Morris Feinmann: a happy end to a moving story


Changing demands for care of the elderly has put pressure on Jewish welfare agencies to adapt their properties. In south Manchester, the Morris Feinmann home’s solution has been the relocation of residents while its premises are rebuilt in a collaboration with a major regional care provider.

A number of Jewish care homes outside the capital have been closed or sold over the past year, leaving difficult choices for residents and their families. For example, occupants of Hull’s Menorah House, which announced its closure in April, will have to seek care in Leeds, 60 miles away, to enjoy kosher facilities.

Established over 50 years ago in a converted Victorian house in Didsbury, Morris Feinmann has been running at at an operational deficit of up to £300,000, with fluctuating under-occupancy over recent years. “The home was very expensive to maintain and difficult to staff,” explained trustee Helen Lister. “There wasn’t enough room for a dementia unit and there is more and more call for dementia care.”

In a move criticised by some for its haste, the trustees announced in December that residents would move to Allingham House, a non-Jewish care home near Altrincham, which would be converted for kosher use — even for the existing non-Jewish residents. Meanwhile, Morris Feinmann’s Didsbury facility would be rebuilt by 2015 in an £11 million scheme with CLS, a non-profit care firm running 26 homes in Cheshire.
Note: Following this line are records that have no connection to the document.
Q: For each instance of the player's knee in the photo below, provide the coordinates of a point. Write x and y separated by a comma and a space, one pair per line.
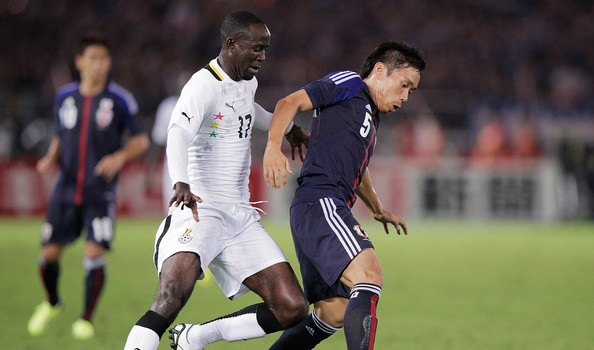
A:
374, 277
294, 309
170, 298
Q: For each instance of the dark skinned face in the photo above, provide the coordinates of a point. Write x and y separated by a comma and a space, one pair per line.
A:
247, 52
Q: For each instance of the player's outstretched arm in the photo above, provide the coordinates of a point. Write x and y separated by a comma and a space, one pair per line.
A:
275, 164
367, 193
298, 137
Phase one — the move to Allingham — is now complete with only four of Morris Feinmann’s 48 residents not agreeing to transfer.

Viv Alexander could not explain to her 89-year-old mother Anita, who has dementia, why she had to move from Morris Feinmann. It had been a painful time but her mother was now settled. And she could visit her more because Allingham House was closer to her Bowdon home.

“I support what Morris Feinmann are doing,” she said. “It is something for the future of the community. All the residents have mixed well at Allingham, the Jewish and non-Jewish elements. It’s happened quite happily.”
Morris Feinmann treasurer Jonathan Sugarman anticipated that “three years down the line, we will have a new home, efficient and modern — and with a partner operating it which has the economies of scale and operating strategies we were struggling to provide”.